Mereka bergerak layaknya angin. Kadang lemah gemulai seperti angin musim semi, kadang ganas melindas seperti tornado. Berdialog melalui tubuh, menggerakkan setiap inci sendi, seakan ingin berteriak kepada manusia lainnya,

 1 – Lahir
Terdengar racauan dalam bahasa asing. Cahaya hadir di satu titik. Satu per satu mereka hadir. Lahir sebagai penghuni. Liat menggeliat layaknya bayi. Perlahan memijak bumi. Menghirup, meraba, dan menyusuri, yang mereka sebut ini: dunia.

 2 – Marah
Ternyata dunia tak seindah surga. Terlihat ratusan, tidak, ribuan botol plastik bekas air kemasan. Menggunung, memenuhi permukaan. Mereka bergerak mendekat. Terdengar suara remasan. Persis ketika setelah kau habiskan air mineralmu, lalu meremukkan kemasannya. “Rasakan sensasinya”, ujar produsen, atas nama penyalahgunaan isi ulang.
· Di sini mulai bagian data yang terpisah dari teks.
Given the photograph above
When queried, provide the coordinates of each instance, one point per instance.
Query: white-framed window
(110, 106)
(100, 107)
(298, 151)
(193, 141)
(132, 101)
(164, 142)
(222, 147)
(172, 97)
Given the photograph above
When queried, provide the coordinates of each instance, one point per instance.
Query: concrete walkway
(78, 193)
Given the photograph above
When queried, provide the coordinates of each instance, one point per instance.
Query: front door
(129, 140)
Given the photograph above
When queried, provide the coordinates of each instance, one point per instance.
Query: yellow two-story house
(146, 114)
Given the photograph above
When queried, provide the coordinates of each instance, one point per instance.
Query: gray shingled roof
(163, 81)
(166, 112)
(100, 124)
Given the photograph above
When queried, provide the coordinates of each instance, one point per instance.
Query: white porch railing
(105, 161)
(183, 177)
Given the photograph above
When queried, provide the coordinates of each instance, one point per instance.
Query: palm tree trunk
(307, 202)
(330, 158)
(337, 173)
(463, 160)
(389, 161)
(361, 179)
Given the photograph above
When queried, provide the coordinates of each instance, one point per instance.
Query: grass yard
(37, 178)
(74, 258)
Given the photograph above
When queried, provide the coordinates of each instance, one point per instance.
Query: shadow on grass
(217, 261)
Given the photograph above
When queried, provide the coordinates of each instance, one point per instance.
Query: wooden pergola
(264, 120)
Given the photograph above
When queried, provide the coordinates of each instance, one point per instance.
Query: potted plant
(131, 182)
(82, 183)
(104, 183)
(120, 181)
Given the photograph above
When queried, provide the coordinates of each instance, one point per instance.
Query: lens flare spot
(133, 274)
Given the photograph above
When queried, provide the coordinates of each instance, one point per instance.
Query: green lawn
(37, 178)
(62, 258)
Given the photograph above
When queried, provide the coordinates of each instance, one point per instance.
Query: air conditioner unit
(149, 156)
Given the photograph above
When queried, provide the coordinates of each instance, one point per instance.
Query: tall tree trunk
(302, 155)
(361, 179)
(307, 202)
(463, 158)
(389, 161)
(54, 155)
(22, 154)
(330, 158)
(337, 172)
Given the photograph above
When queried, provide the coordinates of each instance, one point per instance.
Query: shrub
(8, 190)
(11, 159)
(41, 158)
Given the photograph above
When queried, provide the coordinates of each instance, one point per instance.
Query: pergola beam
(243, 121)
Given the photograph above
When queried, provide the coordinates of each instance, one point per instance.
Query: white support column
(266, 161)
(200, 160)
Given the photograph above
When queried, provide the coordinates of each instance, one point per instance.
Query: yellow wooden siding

Lalu memerah. Mereka marah. Menggigit plastik, merangkak dan menyapu singkirkan tumpukan plastik hingga ke sisi panggung. Bergerak cepat, membanting tubuh berkali-kali. Hingga lelah. Melambat, menunduk, berlutut, lalu lemah merebah.

3 – Lemah
Membiru. Suara denyut jantung melemah. Mereka meredup, pelan, seperti menjelang akhir nafas. Air ada pada tetes-tetes terakhir. Ironis. Ia terserap dalam ribuan kemasan yang kemudian menghabiskan nyawanya. Namun konon katanya, ia berdaur. Memanas, menguap, mengondensasi, lalu kembali ke bumi, dalam bentuk rintikan.

4 – Bangkit
Menjingga. Hujan turun, seakan memberi nyawa. Mereka bangkit, lalu kembali menari di atas bumi. Seperti meriang gembira, bergerak, melompat kegirangan. Seperti harapan. Bahwa suatu saat manusia sadar, dan bumi kembali bernafas lega sebagaimana seharusnya. Semoga saja.

Dua penari yang memiliki latar belakang dan karakter gerakan yang berbeda. Thô Anothaï, penari hip hop Prancis keturunan Laos. Ikko Suzuki, penari kontemporer Jepang, yang berakar Kagura, salah satu tari tradisi tertua di Jepang. Penampilan dan pesannya mungkin nampak sederhana: ‘cintai bumi’. Sering terdengar, namun tak kalah sering diabaikan. Mungkin mereka tahu, manusia tak akan lagi mendengar jika pesan ini diujarkan dalam bentuk ucapan. Terima kasih, Ikko dan Thô, untuk tak bosan mengingatkan tentang ‘a place to be’.